Despite lacking an adaptive immune system, plants display memory of past encounters with pathogens. Plants that have been previously exposed to a pathogen (“primed”) are able to induce a stronger and faster response upon second stimulation than plants not previously exposed to it (“naïve”), leading to enhanced pathogen resistance. Genes that mirror this effect, displaying a more rapid transcriptional response with second stimulation are termed to have “transcriptional memory”. While transcriptional memory enables the plant to respond more successfully to the pathogen if exposed to it, it is also associated with a cost of maintaining the memory of the stress, and so its maintenance needs to be balanced with “forgetting” to ensure optimal survival. Because the duration of transcriptional memory following biotic stress and the mechanism of its cessation remain open questions in the field, in my project I wanted to address the question of how long transcriptional memory lasts.
Firstly, I analysed the RNA sequencing dataset generated by my supervisor, which profiled the levels of gene expression in naïve and primed plants following treatment 3 days post-priming. This allowed me to select genes that had the highest chance of showing features of memory.
In the first experimental part of my project, seedlings of Arabidopsis thaliana were grown in liquid culture in a 12-well plate. 4 days post-germination, half of the seedlings were primed with flg22, a well-studied pathogen associated molecular pattern (PAMP). Next, I treated seedlings of primed and naïve plants of Arabidopsis thaliana with second dose flg22 at 3- and 7-days post-priming. Then, I extracted RNA, generated cDNA and performed qRT-PCR from all samples to examine the levels of expression of genes chosen on the basis of having shown evidence for transcriptional memory from RNA sequencing. The results from this first set-up indicated high variability between biological replicates, so a new set-up was designed that aimed to improve the robustness of the assay by increasing the number of replicates, lowering the risk of cross-contamination between naïve and primed plants, and achieve more uniform conditions for growth across biological replicates. This involved growing seedlings in Petri dishes, which enabled separate containment of primed and naïve plants, reducing the risk of exposing naïve plants to flg22. This second set-up proved to be more successful, with genes showing greatly reduced variability between biological replicates, allowing me to conclusively demonstrate that transcriptional memory was maintained in genes for 3 days, but not 7 days, post priming. This indicated that, for the genes investigated, transcriptional memory lasts less than 7 days.

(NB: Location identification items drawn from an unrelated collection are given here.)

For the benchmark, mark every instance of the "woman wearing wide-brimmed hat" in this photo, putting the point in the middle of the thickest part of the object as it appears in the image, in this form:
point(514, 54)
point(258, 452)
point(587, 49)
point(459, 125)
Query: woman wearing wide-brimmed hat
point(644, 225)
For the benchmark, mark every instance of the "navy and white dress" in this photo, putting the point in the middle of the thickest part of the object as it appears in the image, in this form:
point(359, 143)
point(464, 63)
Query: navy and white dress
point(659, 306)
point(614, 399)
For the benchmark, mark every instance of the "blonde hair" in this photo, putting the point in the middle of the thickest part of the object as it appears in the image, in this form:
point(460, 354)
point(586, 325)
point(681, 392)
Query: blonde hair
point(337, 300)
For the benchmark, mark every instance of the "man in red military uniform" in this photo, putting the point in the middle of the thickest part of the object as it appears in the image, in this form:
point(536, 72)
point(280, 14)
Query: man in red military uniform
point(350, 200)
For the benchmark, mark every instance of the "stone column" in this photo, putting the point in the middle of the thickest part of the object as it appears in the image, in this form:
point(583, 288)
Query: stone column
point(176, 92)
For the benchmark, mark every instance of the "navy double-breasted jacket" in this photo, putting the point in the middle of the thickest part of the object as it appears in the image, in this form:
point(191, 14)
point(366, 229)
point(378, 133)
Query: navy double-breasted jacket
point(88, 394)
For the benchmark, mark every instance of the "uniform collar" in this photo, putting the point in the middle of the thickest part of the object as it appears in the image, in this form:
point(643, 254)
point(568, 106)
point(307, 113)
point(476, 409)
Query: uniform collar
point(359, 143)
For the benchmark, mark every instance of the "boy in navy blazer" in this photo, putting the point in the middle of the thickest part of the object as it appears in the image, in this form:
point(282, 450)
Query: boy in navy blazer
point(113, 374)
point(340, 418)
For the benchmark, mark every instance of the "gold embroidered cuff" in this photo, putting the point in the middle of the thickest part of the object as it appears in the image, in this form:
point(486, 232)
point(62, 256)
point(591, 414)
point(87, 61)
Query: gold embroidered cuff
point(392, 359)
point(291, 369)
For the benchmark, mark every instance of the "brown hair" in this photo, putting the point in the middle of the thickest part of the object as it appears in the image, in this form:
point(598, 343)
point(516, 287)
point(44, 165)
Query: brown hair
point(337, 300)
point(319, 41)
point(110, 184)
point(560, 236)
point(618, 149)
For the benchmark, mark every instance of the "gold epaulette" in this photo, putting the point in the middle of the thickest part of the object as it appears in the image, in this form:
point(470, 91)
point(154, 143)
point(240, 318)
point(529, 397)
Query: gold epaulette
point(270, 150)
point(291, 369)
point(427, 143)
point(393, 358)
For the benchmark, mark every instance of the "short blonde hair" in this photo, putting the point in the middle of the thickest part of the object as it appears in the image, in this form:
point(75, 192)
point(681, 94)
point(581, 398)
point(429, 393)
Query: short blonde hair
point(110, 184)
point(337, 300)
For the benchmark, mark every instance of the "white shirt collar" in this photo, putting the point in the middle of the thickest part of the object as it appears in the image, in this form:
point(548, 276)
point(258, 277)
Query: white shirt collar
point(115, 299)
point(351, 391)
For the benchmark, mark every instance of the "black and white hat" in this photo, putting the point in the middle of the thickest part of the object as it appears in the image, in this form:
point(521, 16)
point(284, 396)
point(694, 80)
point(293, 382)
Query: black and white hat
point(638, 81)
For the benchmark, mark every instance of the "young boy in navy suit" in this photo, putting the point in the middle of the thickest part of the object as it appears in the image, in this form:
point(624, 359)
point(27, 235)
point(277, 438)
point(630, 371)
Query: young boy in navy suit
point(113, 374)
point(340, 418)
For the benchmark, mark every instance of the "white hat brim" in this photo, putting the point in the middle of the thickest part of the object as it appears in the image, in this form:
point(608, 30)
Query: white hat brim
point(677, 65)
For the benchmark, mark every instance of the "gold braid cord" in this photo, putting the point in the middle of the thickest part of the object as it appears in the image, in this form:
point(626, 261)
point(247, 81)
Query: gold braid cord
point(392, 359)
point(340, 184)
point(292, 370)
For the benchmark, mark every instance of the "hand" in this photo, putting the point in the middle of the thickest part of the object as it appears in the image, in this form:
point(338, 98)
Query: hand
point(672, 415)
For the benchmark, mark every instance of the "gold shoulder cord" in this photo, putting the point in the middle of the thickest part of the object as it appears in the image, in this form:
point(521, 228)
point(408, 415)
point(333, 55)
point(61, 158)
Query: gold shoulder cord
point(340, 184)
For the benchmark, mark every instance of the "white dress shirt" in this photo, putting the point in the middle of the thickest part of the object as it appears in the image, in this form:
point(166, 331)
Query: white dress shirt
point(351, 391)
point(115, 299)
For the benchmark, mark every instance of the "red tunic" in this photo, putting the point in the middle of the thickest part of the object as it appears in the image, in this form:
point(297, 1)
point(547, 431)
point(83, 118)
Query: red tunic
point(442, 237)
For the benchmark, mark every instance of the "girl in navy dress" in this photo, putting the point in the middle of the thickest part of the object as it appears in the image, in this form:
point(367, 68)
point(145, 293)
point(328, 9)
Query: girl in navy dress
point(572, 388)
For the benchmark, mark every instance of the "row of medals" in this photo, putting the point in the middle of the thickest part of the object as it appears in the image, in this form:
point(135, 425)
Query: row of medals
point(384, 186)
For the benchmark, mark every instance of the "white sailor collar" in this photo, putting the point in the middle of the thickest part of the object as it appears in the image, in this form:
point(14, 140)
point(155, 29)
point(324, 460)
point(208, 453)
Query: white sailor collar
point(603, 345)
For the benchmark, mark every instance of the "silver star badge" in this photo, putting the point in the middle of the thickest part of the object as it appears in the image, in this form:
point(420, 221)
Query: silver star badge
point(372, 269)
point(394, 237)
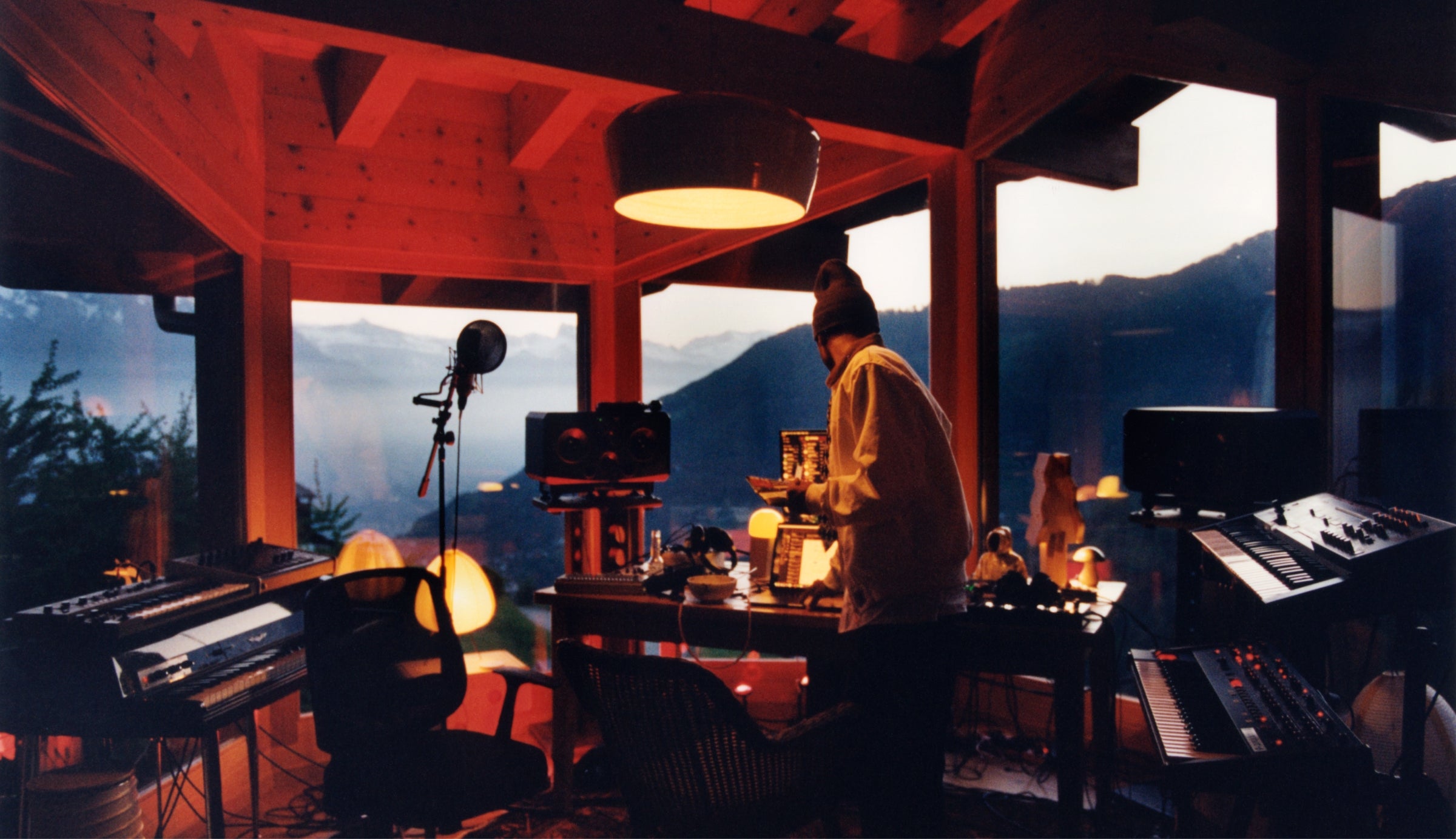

To gain further insight into memory gene characteristics, I next embarked on a bioinformatic investigation. First, I carried out gene enrichment analysis on the RNA seq data used previously to identify memory genes. Next, I downloaded previously published data, which investigated plant transcriptional response to a single treatment with flg22. The results suggested large overlaps between the published data, and the data from the Harris lab, thereby validating my dataset. In addition, I compared features of memory genes and a reference dataset of genes with the same baseline level of expression, such as gene length, GC content, nucleosome occupancy and presence of histone marks. Interestingly, I found that memory genes were statistically significantly enriched for the presence of both H3K18ac and H3K27me3, which constitutes a very recently described form of bivalent chromatin, which may have a role in modulating the precise timing of gene expression induction.
In addition to looking at priming effects at the transcriptional level, I also analysed ROS production, which is one of the earliest physiological responses to flg22 perception. This was performed in tomato, comparing primed and naïve plants, following flg22 treatment 3 days post-priming. Interestingly, the results indicated a much stronger ROS burst in naïve plants. I suspect that this may be related to the flg22 receptor FLS2 being internalised in primed plants, thereby reducing its overall availability, leading to a lower level of ROS being released. This result is informative, as it indicates that there is a possibility of changes of the levels of FLS2 being maintained 3 days post priming due to initial exposure to flg22, and this needs to be accounted for while investigating transcriptional memory.
This project has been a great opportunity for me to learn more about research and has inspired me to further my study in the area of plant sciences. I would like to thank my project supervisor Jake Harris for his support, encouragement and patience, Yingtian Deng for her guidance on the ROS assay, help with accessing materials, and discussions throughout the project, and all members of lab 307 for their suggestions and assistance. I am also very grateful to BSPP for providing me with funding for this project.
University of Cambridge
Figure above: Solanum lycopersicum (tomato) leaves pre-infiltrated with either flg22 (primed) or mock (naïve) solution, prior to flg22 treatment and analysis of ROS production.